The board of governors is chaired by Thomas Leysen.

The managing director is Luc Tayart de Borms, who is being succeeded by Brieuc Van Damme.

== Domains of action ==
The King Baudouin Foundation supports projects in various fields of action:

- Social justice and poverty
- Health and medicinal research
- Heritage and culture
- Social engagement
- Democracy in a changing world
- Education and development of talents
- Europe and international (Africa, South America, Asia)
- Climate, the environment and biodiversity

In 2021, the King Baudouin Foundation and the Funds it administers provided 132.541.857 euro in support to 1.448 individuals and 3.508 organizations. KBF also organises debates on important social issues, shares research results through free publications, enters into partnerships, and encourages philanthropy, in Belgium, in Europe and at the international level.

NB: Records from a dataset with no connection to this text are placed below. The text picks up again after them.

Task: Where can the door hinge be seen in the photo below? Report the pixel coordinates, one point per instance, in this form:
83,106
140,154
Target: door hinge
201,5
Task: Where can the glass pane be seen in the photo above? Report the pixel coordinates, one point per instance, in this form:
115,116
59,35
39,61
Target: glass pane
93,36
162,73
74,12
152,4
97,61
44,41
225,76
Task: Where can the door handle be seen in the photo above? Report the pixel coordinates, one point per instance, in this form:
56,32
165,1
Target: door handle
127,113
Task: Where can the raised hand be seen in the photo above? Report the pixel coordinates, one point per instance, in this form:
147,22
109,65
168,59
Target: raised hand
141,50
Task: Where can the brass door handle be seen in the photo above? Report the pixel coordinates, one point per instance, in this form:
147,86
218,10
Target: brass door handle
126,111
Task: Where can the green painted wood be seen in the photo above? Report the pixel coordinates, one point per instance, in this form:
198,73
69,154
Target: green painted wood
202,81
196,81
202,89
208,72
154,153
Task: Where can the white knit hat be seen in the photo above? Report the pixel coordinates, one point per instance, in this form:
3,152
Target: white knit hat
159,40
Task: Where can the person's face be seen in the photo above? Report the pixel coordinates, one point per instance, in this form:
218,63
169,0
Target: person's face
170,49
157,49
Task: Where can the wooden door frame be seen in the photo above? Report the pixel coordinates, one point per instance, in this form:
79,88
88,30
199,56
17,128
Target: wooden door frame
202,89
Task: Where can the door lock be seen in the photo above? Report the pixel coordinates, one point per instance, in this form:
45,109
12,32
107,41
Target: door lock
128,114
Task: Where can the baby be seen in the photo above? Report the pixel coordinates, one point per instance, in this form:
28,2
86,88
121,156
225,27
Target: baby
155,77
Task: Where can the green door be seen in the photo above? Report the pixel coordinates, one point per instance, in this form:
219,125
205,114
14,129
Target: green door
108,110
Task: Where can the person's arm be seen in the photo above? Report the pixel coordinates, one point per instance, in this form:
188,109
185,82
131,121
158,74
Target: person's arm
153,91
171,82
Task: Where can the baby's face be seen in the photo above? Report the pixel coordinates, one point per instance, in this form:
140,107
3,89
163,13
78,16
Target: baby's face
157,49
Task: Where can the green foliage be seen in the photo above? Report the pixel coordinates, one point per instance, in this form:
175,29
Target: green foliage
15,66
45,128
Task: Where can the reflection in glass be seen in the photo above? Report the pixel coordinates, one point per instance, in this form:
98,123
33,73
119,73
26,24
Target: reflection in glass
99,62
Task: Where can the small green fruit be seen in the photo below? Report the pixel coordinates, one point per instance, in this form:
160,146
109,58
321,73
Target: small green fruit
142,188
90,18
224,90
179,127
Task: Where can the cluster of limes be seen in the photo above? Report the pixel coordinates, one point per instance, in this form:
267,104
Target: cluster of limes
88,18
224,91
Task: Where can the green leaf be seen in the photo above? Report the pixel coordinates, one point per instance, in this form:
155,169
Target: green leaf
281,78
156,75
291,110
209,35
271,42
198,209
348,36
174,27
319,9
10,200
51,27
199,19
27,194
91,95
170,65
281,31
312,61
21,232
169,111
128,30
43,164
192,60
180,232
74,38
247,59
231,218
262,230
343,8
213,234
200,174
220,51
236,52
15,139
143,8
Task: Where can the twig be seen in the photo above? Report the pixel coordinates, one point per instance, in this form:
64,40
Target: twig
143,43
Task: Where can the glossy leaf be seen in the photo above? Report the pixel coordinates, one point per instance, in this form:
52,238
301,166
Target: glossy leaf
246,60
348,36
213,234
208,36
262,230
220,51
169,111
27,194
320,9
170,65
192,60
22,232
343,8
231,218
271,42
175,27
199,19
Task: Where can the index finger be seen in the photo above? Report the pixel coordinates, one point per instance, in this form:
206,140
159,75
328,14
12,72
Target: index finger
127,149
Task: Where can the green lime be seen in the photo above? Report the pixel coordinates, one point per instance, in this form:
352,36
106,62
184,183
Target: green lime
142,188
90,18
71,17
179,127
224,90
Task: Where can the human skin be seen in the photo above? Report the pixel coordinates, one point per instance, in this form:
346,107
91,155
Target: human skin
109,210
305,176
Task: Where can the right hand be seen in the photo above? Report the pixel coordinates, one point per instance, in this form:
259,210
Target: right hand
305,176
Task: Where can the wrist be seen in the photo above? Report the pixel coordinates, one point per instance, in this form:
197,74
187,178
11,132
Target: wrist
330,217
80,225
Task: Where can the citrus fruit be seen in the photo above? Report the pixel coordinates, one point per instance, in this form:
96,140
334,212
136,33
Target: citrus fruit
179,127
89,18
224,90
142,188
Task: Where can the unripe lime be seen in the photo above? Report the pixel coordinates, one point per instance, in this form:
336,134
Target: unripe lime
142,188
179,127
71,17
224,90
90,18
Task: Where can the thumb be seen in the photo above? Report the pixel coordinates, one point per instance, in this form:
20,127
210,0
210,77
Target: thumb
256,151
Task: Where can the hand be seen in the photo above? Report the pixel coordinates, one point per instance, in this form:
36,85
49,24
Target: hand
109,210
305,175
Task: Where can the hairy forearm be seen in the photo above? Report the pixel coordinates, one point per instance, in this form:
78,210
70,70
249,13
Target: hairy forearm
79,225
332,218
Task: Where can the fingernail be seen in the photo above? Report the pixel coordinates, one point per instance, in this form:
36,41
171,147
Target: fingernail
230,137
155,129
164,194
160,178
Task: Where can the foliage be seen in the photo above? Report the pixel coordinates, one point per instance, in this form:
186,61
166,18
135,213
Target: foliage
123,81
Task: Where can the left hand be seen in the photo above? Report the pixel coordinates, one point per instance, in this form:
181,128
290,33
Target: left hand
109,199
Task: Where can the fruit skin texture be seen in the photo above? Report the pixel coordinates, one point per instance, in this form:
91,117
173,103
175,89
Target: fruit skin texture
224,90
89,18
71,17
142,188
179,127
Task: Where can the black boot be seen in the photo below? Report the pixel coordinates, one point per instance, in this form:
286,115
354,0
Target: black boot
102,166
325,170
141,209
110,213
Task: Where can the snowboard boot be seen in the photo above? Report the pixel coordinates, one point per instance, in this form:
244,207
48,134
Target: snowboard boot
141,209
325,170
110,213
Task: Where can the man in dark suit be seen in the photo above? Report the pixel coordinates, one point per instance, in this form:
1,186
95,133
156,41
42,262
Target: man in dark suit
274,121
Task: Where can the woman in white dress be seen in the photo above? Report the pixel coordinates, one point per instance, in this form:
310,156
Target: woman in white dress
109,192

As of data covering grants in 2024/2025, The KBF is the 9th most generous philanthropic foundation in Europe. In 2025, the KBF supported more than 7000 organisations; with €25 million targeted at projects aiming to improve social justice and wellbeing.

=== Ukraine Aid ===
Following the start of the Russian invasion of Ukraine, the King Baudouin Foundation provided support to Ukraine through the Caritas International network. In 2022, the King Baudouin Foundation provided €1.23 million for Caritas Ukraine, a Ukrainian Catholic not-for-profit and humanitarian relief organisation.

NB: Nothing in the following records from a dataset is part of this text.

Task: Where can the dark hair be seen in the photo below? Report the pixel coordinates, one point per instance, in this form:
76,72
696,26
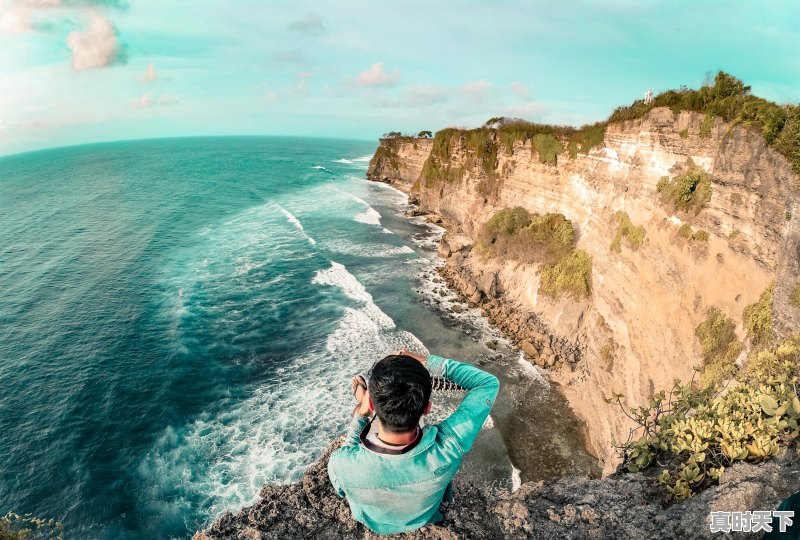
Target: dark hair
400,388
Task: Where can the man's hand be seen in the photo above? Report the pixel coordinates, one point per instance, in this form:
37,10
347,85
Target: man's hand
364,409
415,356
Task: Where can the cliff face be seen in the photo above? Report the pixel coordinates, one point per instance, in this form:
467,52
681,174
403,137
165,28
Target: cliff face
636,331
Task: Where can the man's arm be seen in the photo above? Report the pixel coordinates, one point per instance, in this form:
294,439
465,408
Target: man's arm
482,389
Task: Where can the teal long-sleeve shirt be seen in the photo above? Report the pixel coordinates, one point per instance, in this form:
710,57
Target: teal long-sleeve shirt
394,493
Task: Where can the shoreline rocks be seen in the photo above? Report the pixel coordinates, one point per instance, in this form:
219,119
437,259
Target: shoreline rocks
618,506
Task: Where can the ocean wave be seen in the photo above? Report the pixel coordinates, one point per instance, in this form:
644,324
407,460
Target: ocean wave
296,222
271,434
370,216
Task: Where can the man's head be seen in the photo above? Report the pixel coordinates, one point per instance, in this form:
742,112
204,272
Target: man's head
400,392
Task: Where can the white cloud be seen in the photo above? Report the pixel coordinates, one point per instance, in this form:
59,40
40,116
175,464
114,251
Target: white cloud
149,74
476,91
96,46
147,100
310,24
520,90
300,88
377,76
428,94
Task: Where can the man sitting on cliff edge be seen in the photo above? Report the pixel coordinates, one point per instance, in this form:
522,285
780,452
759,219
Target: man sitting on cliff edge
393,473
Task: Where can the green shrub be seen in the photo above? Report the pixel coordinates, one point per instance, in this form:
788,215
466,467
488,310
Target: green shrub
729,99
758,318
696,434
607,352
686,193
634,235
548,148
685,231
516,234
585,139
706,125
720,348
572,275
794,298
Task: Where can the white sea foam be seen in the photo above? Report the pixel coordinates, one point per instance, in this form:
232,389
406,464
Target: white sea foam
370,216
272,433
296,222
531,370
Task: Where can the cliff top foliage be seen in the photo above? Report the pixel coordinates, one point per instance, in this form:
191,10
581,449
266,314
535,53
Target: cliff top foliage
695,434
726,97
697,431
548,239
689,192
633,234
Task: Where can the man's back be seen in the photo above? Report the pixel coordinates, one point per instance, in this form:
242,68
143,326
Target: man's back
396,490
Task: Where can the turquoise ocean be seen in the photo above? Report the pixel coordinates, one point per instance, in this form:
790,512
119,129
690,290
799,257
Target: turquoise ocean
180,319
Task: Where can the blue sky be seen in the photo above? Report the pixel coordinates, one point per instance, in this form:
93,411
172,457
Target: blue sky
78,71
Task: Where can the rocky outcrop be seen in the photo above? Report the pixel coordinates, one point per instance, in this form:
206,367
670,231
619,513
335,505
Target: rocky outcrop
399,161
636,332
624,506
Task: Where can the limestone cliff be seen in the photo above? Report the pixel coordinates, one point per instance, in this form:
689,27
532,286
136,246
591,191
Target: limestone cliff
635,333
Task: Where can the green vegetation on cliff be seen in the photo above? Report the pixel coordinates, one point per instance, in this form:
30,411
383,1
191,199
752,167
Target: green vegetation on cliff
727,98
515,233
633,234
688,192
794,298
549,239
694,434
758,318
720,347
572,275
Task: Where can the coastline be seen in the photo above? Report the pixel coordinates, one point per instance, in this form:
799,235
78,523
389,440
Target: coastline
542,437
478,303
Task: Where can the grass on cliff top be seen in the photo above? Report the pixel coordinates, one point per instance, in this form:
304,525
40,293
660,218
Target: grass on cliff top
694,435
549,239
730,99
688,193
515,233
572,276
633,234
758,318
727,98
717,335
794,298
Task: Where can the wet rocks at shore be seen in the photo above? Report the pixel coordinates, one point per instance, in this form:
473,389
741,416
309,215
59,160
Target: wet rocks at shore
526,330
619,506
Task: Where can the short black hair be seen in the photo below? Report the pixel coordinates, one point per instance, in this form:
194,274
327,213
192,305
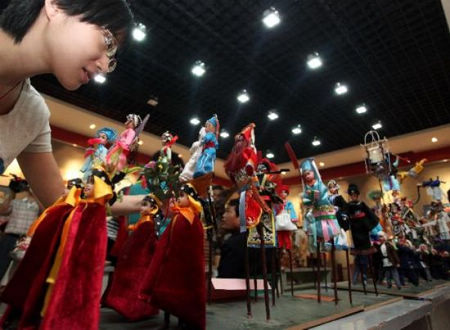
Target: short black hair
234,203
18,185
115,15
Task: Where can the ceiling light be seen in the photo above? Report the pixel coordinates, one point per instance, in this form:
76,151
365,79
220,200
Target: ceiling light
139,32
271,18
195,121
100,78
361,109
153,101
243,96
296,130
377,125
224,134
314,61
272,115
198,69
316,142
340,89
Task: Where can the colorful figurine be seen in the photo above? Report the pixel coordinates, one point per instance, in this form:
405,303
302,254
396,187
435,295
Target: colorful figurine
205,163
315,194
134,259
196,151
95,154
116,159
165,154
175,279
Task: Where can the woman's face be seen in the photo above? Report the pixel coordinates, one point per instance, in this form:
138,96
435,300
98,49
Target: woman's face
77,50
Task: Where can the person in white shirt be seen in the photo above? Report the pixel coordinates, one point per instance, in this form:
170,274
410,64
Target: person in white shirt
74,40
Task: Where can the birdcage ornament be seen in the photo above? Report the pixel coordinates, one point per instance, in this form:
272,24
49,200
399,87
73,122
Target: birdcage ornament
377,158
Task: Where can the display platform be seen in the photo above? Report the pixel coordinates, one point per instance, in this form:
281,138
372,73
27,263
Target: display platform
410,291
289,312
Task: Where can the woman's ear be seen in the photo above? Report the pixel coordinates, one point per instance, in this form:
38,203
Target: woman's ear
51,9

In 2022, the foundation supported Ukrainian researchers whose work has been disrupted by the war, providing scholarships for research in the European Union (in cooperation with European Policy Centre).

In 2023, the King Baudouin Foundation, in partnership with the Schréder Together fund, supported the reconstruction of Borodianka, a Ukrainian town heavily damaged by the Russian invasion. The initiative included developing a city lighting plan and installing over 100 energy-efficient street lights.